Add 2.5-5 lbs to your barbell rows every two weeks. Go from 8 reps to 10 before adding weight. Add one rep to your pull-up sets each week. If you are not tracking this, you are not training — you are just exercising.

Use a training log app or a notebook. Write down every set, every rep, every weight. The data tells you what is working. Your feelings lie.

How Often Should You Train This Routine?

Once per week for beginners. Twice per week (with 72 hours between sessions) for intermediates. The research from Schoenfeld et al. (2016) is clear: training each muscle group twice per week produces roughly double the hypertrophy of once per week, assuming total volume is equated.

A solid weekly split might look like:

  • Monday: Back and Biceps
  • Tuesday: Chest and Triceps
  • Thursday: Legs
  • Friday: Back and Biceps (lighter/higher rep)
  • Saturday: Shoulders and Arms

FAQ

How long should a back and bicep workout take?

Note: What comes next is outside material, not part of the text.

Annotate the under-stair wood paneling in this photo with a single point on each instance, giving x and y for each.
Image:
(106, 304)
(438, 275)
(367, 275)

With the routine above, expect 55-70 minutes including warm-up. If you are spending over 90 minutes, you are resting too long or doing unnecessary volume. Quality over quantity — always.

Should I train back or biceps first?

Always back first. Your back exercises (rows, pull-ups) are compound movements that also use biceps. If you pre-fatigue your biceps with curls, your back training suffers. Biceps are the smaller muscle and can be effectively finished with 6-8 direct sets after back work.

Can beginners do this routine?

Yes, with modifications. Drop to 2-3 sets per exercise instead of 3-4, use machines instead of free weights until your form is solid, and reduce the total exercise count from 7 to 5. Focus on mastering barbell rows, lat pulldowns, and barbell curls before adding isolation work.

The Bottom Line

A great back and bicep routine is not complicated. It is consistent. Pick these exercises, track your weights, add load progressively, and eat enough protein (0.7-1g per pound of bodyweight). Do that for six months and your back will look like a completely different body part.

Stop program-hopping. Start executing.